QOMPLX cofounder and chief technology officer, Andrew Sellers recently published an article for the Forbes Technology Council discussing the need for guidance and standardization around data collection. Read: “The Coming Reckoning for Unlimited Data Collection and Use.”
Data collectors inside almost every business and government agency have turned consumer and business information into the commercial product of the information age. Organizations have siphoned up information about everything from customers’ buying habits to location data—almost unabated.
Despite all the potential to use that data for good and the promise of machine learning and automation, however, QOMPLX co-founder and CTO Andrew Sellers cautions that too many data collectors have abused their ability to gather information. Writing for Forbes Technology Council, Sellers argues that privacy advocates and government regulators have been forced to step in.
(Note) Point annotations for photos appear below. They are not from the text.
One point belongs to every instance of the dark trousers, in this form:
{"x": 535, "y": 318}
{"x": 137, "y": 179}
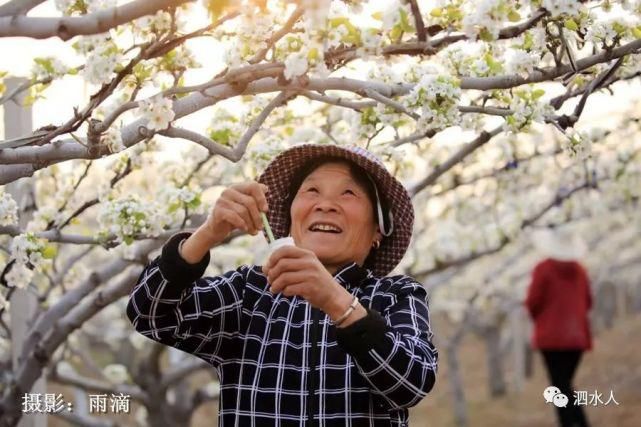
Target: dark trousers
{"x": 561, "y": 366}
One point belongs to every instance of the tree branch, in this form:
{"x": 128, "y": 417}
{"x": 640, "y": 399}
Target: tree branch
{"x": 94, "y": 23}
{"x": 418, "y": 20}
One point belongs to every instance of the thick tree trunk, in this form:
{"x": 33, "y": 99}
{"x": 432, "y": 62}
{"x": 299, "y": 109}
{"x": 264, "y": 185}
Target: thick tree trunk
{"x": 456, "y": 384}
{"x": 495, "y": 362}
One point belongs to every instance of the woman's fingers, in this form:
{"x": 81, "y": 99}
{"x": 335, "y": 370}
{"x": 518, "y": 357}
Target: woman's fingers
{"x": 251, "y": 205}
{"x": 256, "y": 191}
{"x": 282, "y": 265}
{"x": 231, "y": 217}
{"x": 286, "y": 280}
{"x": 233, "y": 201}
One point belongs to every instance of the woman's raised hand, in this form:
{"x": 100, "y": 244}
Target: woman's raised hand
{"x": 237, "y": 208}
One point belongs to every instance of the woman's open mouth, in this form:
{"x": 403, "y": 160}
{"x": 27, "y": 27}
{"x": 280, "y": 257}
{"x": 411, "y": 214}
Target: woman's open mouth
{"x": 322, "y": 227}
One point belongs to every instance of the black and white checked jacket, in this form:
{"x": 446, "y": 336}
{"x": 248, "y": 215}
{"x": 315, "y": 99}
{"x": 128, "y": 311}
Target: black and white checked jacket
{"x": 264, "y": 346}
GDPR and CCPA To The Rescue
Regulations such as GDPR and California’s Consumer Privacy Act (CCPA) have been born as a counterpunch to incidents such as Cambridge Analytica or - to use a more recent example - the digital tracking tools used for COVID-19 contact tracing.
Sellers writes about data stewardship and the need for transparency, not only about how companies and governments are using data, but also how they retain and secure what they collect, and how it’s destroyed when it’s no longer useful.
“Data is currency,” Sellers writes, “and the time for maturity, ethical decision-making and responsible guardianship has arrived. It must begin with accountability for corporate data collectors.”